Vendredi 4 Novembre 2016 au Théâtre National de Nice
Samedi 5 Novembre à la Villa Arson

 

Vendredi 4 novembre

THEATRE NATIONAL DE NICE

 

19h.
Théorie du Kamikaze
Laurent De Sutter, professeur de théorie du droit à la Vrije University Brussels et Directeur de la collection Perspectives Critiques au PUF

Et si nous nous trompions ? Et si les attentats-suicides n’avaient rien à voir avec la guerre ? Et s’ils n’avaient rien à voir avec la religion ? Et si, même, ils n’avaient rien à voir avec quelqu’idéologie que ce fût ? Que se passerait-il si, en réalité, ce dont les kamikazes se voulaient les terrifiants acteurs était une simple surenchère appartenant au domaine des images ? En posant cette question, et en retraçant l’arc courant des premières explosions suicides à la fin du XIXe siècle, jusqu’aux attentats meurtriers de Paris, en passant par les kamikazes japonais ou les auteurs de la destruction du World Trade Center, à New York, le 11 septembre 2001, c’est toute l’histoire du flash visuel provoqué par la détonation des bombes portées, ou conduites, par les terroristes de l’absolu qui se trouve rejouée.
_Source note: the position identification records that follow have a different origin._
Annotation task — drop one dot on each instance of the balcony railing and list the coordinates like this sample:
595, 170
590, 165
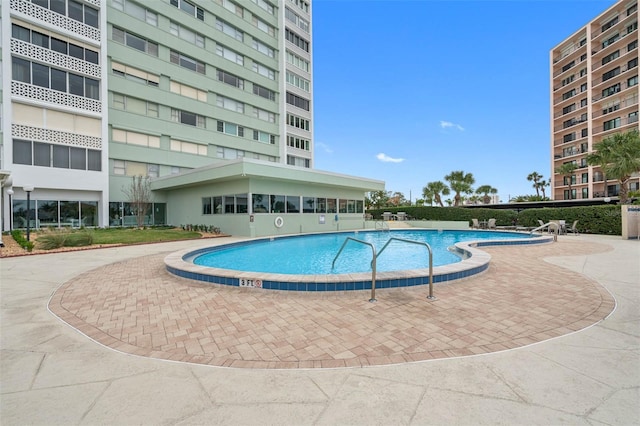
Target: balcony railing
53, 18
54, 58
43, 94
Une histoire qui rejoindrait celle des spectateurs des médias de la post modernité, ne quittant leur apathie organisée qu’au moment où un show plus violent que les autres finit par leur rappeler que, quelque part, le réel les attend.

 

20h.
Magie et Philosophie : raisonnement et rationalité
Alain Poussard, philosophe

Entre philosophie et prestidigitation, il est temps de rompre la glace de la méconnaissance mutuelle, de la défiance et du malentendu. C’est qu’entre ces deux-là, les choses se sont mal engagées dès le départ : quand avec Platon le « faiseur de prestiges » fait son entrée sur la scène philosophique, s’est affublé du masque du sophiste, cet « illusionniste dans le champ du logos ». Il n’est pas étonnant que son éviction soit aussitôt prononcée, avec fracas. Victime collatérale d’une rivalité de prétentions qui n’est pas son affaire, le prestidigitateur en conserve les stigmates. Il est toujours un peu l’usurpateur, l’imposteur de service, l’autre de la pensée, le double menaçant de la philosophie.

 

Samedi 5 novembre

VILLA ARSON

14h.
GSM : Mobilisation Totale

Maurizio Ferraris, philosophe

Je ne crois pas que la technique soit l’aliénation d’une humanité par ailleurs parfaite. Elle est la révélation d’une humanité hautement imparfaite, d’un singe non seulement nu, mais aussi imbécile au sens étymologique : in- baculum, dépourvu de bâton, et qui a nécessairement besoin d’un prolongement de la main, d’un supplément technique, et en ce sens le bâton absolu de nos jours s’appelle « smartphone ». Ce bâton agit de plusieurs façons. Par responsabilisation : tu as reçu mon message, je sais que tu l’as reçu (surtout si tu utilises whatsapp), tout est enregistré, il faut que tu me répondes, autrement c’est comme si tu détournais ton regard du visage de l’autre. Par rétorsion : si tu ne me réponds pas, la prochaine fois que tu m’appelles je ne répondrai pas. Par menace : si tu ne me réponds pas, il y a de dizaines (centaines, milliers) d’autres qui le feront à ta place. La base de l’efficacité c’est l’enregistrement : autrefois, à l’époque du fixe, les appels téléphoniques ne lassaient pas de trace : je n’étais pas là, je n’ai pas entendu. Maintenant c’est différent : tout appel laisse trace, et beaucoup d’entre eux sont écrits – pas de justification possible, on est coupables. Est- ce la faute du web ? Non. Le web n’a jamais fait des promesses, ce sont les humains qui se sont fait des illusions. Et on ne badine pas avec le web, autant qu’on ne badine pas avec le feu ou avec les automobiles. Seulement, avec le feu et avec les automobiles on a plus d’expérience, on a crée les pompiers et le code automobile. Rien de cela, ou très peu pour le web, à présent. Et c’est bien ce qu’il faudrait créer avec urgence : une raison pratique pour le web.

 

15h.
Le super héros icône de l’idéal des sociétés démocratiques
Françoise Gaillard, historienne des idées

Depuis sa popularisation par les comics books américains au début des années trente, le super héros fait partie de l’imaginaire collectif. Doté de pouvoirs surhumains qu’il doit généralement à sa naissance extraordinaire, et reconnaissable à sa tenue qui échappe à tous les codes vestimentaires ordinaires, il vient rétablir l’ordre du monde menacé, ou momentanément détruit, par les forces du mal et restaurer ainsi l’harmonie perdue.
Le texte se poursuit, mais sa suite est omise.